My application needs to send e-mail alerts to users. Direct delivery via a locally hosted SMTP service (Apache James) has been unreliable. To ensure delivery of these e-mails, I have chosen to relay my emails via our main e-mail service, Microsoft's online Office365 service. To relay via this service, TLS encryption and other security measures are necessary. As you might imagine, Microsoft's SMTP service plays well but I have had difficulties getting any other Windows or Java-based services to relay correctly. To enable e-mail delivery, I installed the built-in Windows Server SMTP service.

This configuration has been working nicely, until the latest round of Windows Updates were installed last night. Now, I can not access my Tomcat server, and all requests on Port 80 are unsuccessful. The Tomcat logs are showing:

SEVERE: Error initializing endpoint
java.lang.Exception: Socket bind failed: [730013] An attempt was made to access a socket in a way forbidden by its access permissions.

My Googling has resulted in a number of links, suggesting the IIS Socket Pooling is to blame.

I have tried to reserve Port 80 for tomcat using netsh http add iplisten and this allows Tomcat to start, and bind locally. I can now see my Tomcat site using http://localhost/ or on the local machine. However, access via or via any network connection still fails.

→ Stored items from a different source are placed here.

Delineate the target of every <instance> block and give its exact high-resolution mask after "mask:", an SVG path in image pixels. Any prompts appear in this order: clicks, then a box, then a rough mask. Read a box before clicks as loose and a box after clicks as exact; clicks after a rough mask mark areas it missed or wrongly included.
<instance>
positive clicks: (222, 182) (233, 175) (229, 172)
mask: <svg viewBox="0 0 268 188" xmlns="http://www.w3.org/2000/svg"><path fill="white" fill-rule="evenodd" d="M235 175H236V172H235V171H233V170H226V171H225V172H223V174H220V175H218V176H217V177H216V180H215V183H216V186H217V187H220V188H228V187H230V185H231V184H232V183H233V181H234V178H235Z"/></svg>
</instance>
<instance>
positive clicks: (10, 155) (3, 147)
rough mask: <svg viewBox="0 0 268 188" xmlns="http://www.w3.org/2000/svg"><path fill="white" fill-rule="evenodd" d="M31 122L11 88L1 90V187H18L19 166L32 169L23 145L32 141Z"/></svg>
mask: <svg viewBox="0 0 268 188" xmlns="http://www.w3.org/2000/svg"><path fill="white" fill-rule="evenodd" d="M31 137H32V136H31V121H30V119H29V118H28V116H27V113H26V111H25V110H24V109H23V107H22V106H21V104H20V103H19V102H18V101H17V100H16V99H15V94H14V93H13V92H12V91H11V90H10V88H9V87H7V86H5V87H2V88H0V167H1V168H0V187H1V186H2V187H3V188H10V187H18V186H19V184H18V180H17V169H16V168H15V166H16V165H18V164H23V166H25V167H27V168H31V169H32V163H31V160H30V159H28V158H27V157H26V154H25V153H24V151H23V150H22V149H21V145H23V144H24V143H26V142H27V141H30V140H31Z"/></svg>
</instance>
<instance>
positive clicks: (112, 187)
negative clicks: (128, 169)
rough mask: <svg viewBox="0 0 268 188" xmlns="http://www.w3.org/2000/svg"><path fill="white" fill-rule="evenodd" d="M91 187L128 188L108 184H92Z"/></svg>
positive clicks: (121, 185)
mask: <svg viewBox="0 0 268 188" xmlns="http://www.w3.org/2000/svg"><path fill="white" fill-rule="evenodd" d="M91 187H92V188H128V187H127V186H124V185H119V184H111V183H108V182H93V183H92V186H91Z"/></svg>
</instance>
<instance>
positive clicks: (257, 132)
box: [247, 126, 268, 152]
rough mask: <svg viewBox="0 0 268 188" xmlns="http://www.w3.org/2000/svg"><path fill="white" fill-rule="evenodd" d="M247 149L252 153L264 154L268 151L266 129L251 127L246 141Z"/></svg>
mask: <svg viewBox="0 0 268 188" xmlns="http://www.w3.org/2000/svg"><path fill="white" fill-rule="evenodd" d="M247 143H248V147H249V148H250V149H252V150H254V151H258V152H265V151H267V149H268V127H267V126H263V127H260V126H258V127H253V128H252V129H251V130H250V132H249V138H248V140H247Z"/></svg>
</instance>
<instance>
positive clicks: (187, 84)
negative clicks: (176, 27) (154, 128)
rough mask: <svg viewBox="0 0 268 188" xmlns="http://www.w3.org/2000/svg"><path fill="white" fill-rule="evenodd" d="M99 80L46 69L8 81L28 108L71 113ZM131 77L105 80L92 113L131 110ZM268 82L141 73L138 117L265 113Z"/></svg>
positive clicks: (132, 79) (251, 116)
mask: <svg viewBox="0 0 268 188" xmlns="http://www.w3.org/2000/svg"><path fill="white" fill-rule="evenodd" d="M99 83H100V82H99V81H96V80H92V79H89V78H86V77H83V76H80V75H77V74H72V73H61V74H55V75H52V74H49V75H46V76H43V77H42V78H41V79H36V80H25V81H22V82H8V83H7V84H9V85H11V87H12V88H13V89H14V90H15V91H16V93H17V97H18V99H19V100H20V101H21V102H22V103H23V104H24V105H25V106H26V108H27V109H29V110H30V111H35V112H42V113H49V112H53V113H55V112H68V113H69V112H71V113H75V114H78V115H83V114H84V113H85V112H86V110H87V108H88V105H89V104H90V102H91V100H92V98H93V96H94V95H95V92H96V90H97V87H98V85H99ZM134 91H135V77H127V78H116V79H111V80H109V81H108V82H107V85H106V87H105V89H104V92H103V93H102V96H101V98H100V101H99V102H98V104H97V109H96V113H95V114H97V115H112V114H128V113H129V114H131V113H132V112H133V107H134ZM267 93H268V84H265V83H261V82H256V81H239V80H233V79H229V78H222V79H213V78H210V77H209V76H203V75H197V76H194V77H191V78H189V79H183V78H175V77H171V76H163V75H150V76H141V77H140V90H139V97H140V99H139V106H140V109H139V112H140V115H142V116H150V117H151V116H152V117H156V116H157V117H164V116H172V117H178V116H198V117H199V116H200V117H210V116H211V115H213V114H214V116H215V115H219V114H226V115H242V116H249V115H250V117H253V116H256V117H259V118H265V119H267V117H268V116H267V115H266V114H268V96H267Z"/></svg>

I cannot find any documentation on how to disable IIS socket pooling completely on Windows Server 2012 (all links refer to older versions and scripts that seem to have been removed/superseeded in the current server version.

UPDATE: It appears that installing the (no depreciated) Windows SMTP service, also installs and automatically runs IIS. The installation process only shows the management tools - but when you check the IIS management consoles, there's the default website, hogging Port 80 all for itself. And of course it takes control before any 3rd party web servers are started. Sigh. Changing the IIS site to a different port or stopping it altogether seems to allow Tomcat to work again.